この世界を成り立たせている価値も、意味も、過去の世界によって支えられている。
④ 過去の世界の価値や意味は、過去の理想的な知性によって運用されていた。
⑤ この知性を「 聖人 」と呼ぶことにする。
→ 儒教
- 聖人が「 どのように、この世界の価値や意味を運用していたか 」は、四書五経に書いてある。
- 四書五経を読んで、読みぬいて、自分も聖人と同じように行動する。
それが、望ましい知性のあり方である。 - 現在の世界の価値や意味を、そのまま、次の世代に伝達することが、人間のつとめである。
いくつかの例をあげた。これらは、知性をもって生まれた人間が、考えられることの限界に挑戦する、いくつかの試みであり、工夫である。

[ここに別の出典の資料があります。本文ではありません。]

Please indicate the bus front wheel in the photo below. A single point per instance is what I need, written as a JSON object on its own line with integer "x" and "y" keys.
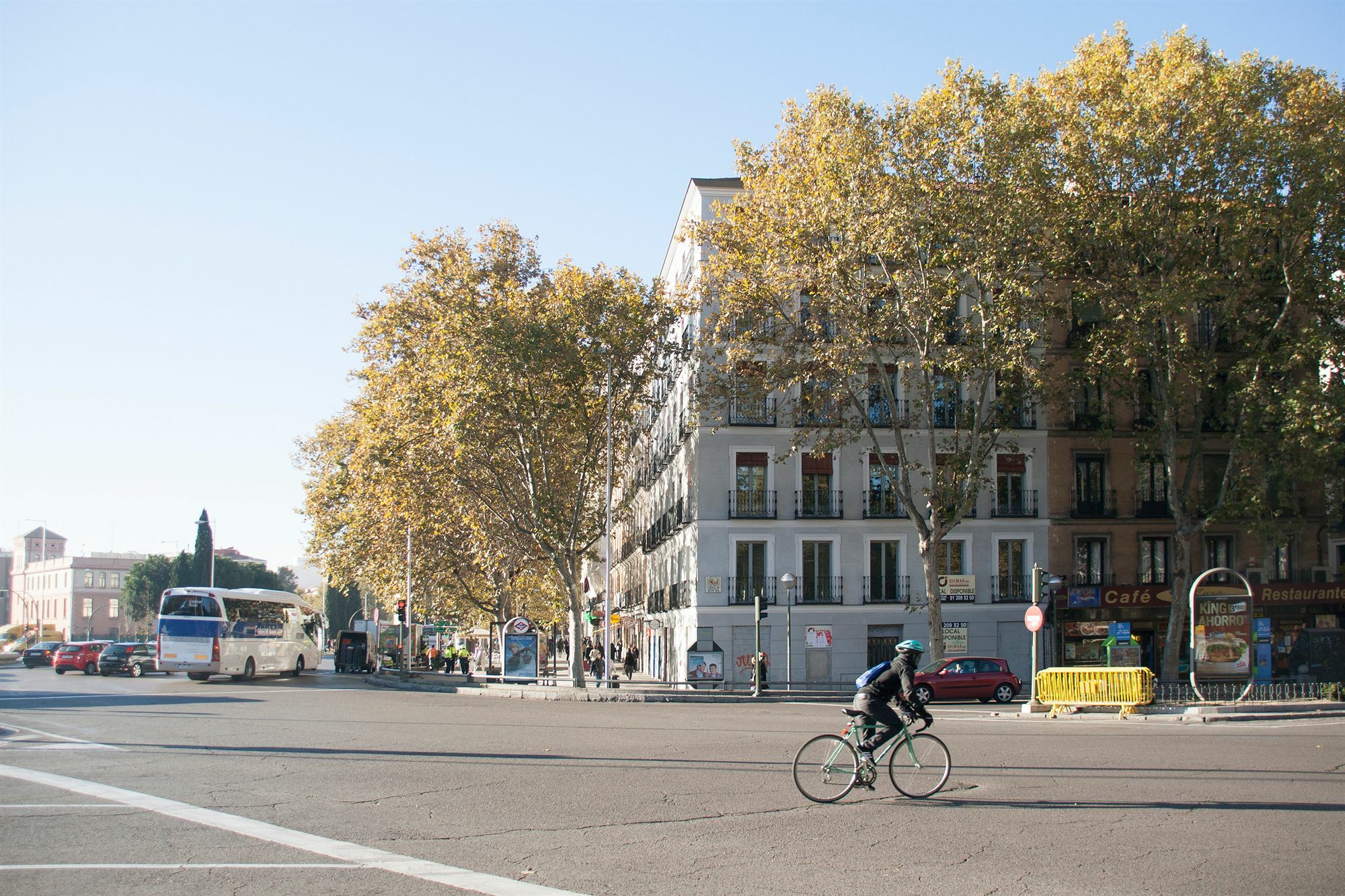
{"x": 249, "y": 670}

こうした工夫は、人々の共感を呼び、人々に共有され、大きな運動となって拡がってゆく。
人類の歴史を紐解いてみると、知性が、限界を超え「 考えられないことを考えよう 」と苦闘してきた歴史でもあることに気付く。
- 知性の苦闘なしに、人間は、自分の存在理由を確かめることができなかった。
- 価値に溢れ、意味に満たされているこの世界が「 そのままでよいのだ 」という確信を持つことができなかった。
- 誇りある知性として、自分を肯定することができなかった。
宗教は、知的な試みである。
- 日本に伝わった仏教は「 経典を読まなくてもよい 」という浄土真宗 ( 念仏 ) や法華宗 ( 題目 ) に変わってしまった。
- 日本に伝わった儒教は「 四書五経を読むことより、天皇に真心を尽くすことのほうが大切だ 」という尊皇思想に変わってしまった。
- 江戸幕府も明治政府も「 宗教は、政府に反対する反体制の思想だ 」と警戒した。
特定の宗教に熱心だと、出世や商売に差し支えた。
日本人にとって、宗教は知的な活動でないから「 病気や災難にあって困っている人の気休め 」か「 人をだます迷信 」ということになる。だから、外国で、人々が熱心に宗教を信じていることが、理解できなくなる。そこで「 宗教とはなんだろう?」という疑問を持つようになる。
宗教とは何か?
・社会学は、社会現象を科学的に解明する
・社会現象とは、人間の相互行為が複雑に絡まりあったモノ
・社会構造とは、社会現象の中の相対的に安定した、変化しにくい部分
マックスウェーバーは「 プロテスタンティズムの倫理と資本主義の精神 」という論文で、キリスト教のプロテスタントに特有の「 禁欲 」の考え方が「 資本主義経済の成立にとって不可欠だった 」という、結論を示した。
日本の宗教の歴史
- 日本が開国して、明治になったとき、日本は海外に対して信教の自由を認めざるを得なかった。
- キリスト教の布教は自由であるが、明治政府としては、天皇中心で政治を行いたい。
- 政府は「 神道は宗教にあらず 」とした。
- 神道は、宗教ではないので、キリスト教徒にも、仏教徒にも、天皇崇拝・軍人勅諭・教育勅語を強制できた。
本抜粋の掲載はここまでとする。